Nagy Muhammad, Azeem Muhammad U, Soliman Youssef, Nawab Sahil A, Jun-O'Connell Adalia H, Goddeau Richard P, Moonis Majaz, Silver Brian, Henninger Nils
Department of Neurology, University of Massachusetts Medical School, Worcester, Massachusetts.
Department of Neurology, University of Massachusetts Medical School, Worcester, Massachusetts; Department of Biochemistry, Worcester Polytechnic Institute, Worcester, Massachusetts.
J Stroke Cerebrovasc Dis. 2019 Apr;28(4):944-953. doi: 10.1016/j.jstrokecerebrovasdis.2018.12.022. Epub 2019 Jan 7.
There are no validated biomarkers that allow for reliable distinction between TIA and other transient neurological symptoms that mimic TIA. We sought to determine whether the degree of pre-existing white matter hyperintensity (WMH) lesion burden relates to the diagnostic certainty of TIA in a cohort of patients presenting with transient neurological symptoms.
We retrospectively analyzed 144 consecutive patients with available brain MRI to quantify and normalize the WMH volume for brain atrophy (adjusted white matter hyperintensity [aWMHV]). We first stratified subjects to probable (n = 62) versus possible (n = 82) TIA as per existing guidelines. Receiver-operating characteristic curves were used to determine a critical aWMHV-threshold (7.8 mL) that best differentiated probable from possible TIA. We then further stratified patients with possible TIA to likely (n = 52) versus unlikely (n = 30) TIA after independent chart review and adjudication. Finally, multivariable logistic and multinomial regression was used to determine whether the defined aWMHV independently related to probable and likely TIA after adjustment for pertinent confounders.

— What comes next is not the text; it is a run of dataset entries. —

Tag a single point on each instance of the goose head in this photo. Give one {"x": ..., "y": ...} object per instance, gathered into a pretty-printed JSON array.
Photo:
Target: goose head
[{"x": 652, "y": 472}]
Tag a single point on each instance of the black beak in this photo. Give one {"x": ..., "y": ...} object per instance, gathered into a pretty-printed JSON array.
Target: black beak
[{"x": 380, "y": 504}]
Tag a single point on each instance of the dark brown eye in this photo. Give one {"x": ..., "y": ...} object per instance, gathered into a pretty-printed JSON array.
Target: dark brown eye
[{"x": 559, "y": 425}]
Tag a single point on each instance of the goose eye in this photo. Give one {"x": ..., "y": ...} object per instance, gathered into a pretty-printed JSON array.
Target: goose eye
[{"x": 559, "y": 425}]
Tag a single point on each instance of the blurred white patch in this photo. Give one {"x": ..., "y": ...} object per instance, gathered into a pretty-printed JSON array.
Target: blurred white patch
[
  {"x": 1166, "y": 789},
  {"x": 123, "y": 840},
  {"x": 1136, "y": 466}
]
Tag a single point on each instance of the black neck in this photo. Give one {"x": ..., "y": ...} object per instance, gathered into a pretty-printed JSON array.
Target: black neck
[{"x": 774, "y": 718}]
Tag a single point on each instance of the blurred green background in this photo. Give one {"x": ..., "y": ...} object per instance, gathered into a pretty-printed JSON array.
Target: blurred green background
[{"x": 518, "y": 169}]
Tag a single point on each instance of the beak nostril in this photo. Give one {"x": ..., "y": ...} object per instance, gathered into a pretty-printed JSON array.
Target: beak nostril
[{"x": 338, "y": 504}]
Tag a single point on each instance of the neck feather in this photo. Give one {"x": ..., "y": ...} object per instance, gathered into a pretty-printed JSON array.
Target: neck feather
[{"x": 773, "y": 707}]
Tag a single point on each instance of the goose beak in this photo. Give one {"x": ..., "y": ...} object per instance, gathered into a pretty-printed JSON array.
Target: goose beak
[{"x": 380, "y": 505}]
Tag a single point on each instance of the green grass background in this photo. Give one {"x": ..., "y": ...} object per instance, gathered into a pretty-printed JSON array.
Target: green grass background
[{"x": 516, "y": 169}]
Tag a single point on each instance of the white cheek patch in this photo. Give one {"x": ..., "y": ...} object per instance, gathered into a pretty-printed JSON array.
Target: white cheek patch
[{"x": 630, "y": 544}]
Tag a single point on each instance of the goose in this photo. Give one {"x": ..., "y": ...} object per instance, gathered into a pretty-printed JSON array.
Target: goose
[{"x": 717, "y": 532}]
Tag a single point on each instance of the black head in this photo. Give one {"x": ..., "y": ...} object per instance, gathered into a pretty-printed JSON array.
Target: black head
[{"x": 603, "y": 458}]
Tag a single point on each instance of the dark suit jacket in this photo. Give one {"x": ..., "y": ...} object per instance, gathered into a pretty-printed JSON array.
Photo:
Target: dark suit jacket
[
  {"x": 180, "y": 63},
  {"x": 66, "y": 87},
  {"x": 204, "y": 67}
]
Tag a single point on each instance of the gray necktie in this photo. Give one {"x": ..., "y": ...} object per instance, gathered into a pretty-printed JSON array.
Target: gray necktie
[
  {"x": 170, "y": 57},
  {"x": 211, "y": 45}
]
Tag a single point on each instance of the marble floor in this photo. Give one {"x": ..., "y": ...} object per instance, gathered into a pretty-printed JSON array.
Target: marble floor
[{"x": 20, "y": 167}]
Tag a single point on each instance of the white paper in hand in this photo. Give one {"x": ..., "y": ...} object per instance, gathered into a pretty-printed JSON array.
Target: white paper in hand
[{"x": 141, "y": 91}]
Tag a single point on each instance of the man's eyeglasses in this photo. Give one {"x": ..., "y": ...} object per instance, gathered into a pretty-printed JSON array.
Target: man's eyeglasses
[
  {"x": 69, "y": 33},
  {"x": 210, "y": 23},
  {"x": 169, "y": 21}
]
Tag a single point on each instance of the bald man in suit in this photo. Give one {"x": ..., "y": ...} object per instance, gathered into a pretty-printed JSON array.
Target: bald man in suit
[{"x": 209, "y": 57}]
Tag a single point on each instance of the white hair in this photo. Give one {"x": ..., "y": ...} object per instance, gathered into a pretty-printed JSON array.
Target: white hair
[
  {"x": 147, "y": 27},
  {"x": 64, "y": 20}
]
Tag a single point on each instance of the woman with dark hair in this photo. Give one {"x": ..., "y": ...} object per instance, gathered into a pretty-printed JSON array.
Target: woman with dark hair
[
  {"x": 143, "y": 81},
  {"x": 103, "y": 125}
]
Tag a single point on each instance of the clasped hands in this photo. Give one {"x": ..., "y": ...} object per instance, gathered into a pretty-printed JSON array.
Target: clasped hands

With the exception of age (P < .001) and use of antiplatelets (P = .017), baseline characteristics were similar between patients with probable, likely, and unlikely TIA. In the fully adjusted multinomial model, the aWMHV cut-off greater than 7.8 mL (odds ratio 3.8, 95% confidence interval 1.3-10.9, P = .012) was significantly more frequent in patients with a probable TIA as compared to those with an unlikely TIA diagnosis.
We provide proof-of-principle that WMH may serve as a neuroimaging marker of diagnostic certainty of TIA after neurological workup has been completed.
目前尚无经过验证的生物标志物能够可靠地区分短暂性脑缺血发作(TIA)与其他模仿TIA的短暂性神经症状。我们试图确定在一组出现短暂性神经症状的患者中,既往存在的白质高信号(WMH)病变负担程度是否与TIA的诊断确定性相关。
我们回顾性分析了144例有可用脑部MRI的连续患者,以量化WMH体积并针对脑萎缩进行标准化(调整后的白质高信号[aWMHV])。我们首先根据现有指南将受试者分为可能的TIA(n = 62)和疑似的TIA(n = 82)。采用受试者操作特征曲线来确定最佳区分可能的TIA与疑似的TIA的临界aWMHV阈值(7.8 mL)。然后,在独立的病历审查和判定后,我们将疑似TIA的患者进一步分为可能的TIA(n = 52)和不太可能的TIA(n = 30)。最后,使用多变量逻辑回归和多项回归来确定在调整相关混杂因素后,定义的aWMHV是否与可能的和很可能的TIA独立相关。
除年龄(P <.001)和使用抗血小板药物(P = 0.017)外,可能的、很可能的和不太可能的TIA患者的基线特征相似。在完全调整的多项模型中,与不太可能诊断为TIA的患者相比,aWMHV临界值大于7.8 mL(比值比3.8,95%置信区间1.3 - 10.9,P = 0.012)在可能诊断为TIA的患者中显著更常见。
我们提供了原理证明,即在完成神经学检查后,WMH可作为TIA诊断确定性的神经影像学标志物。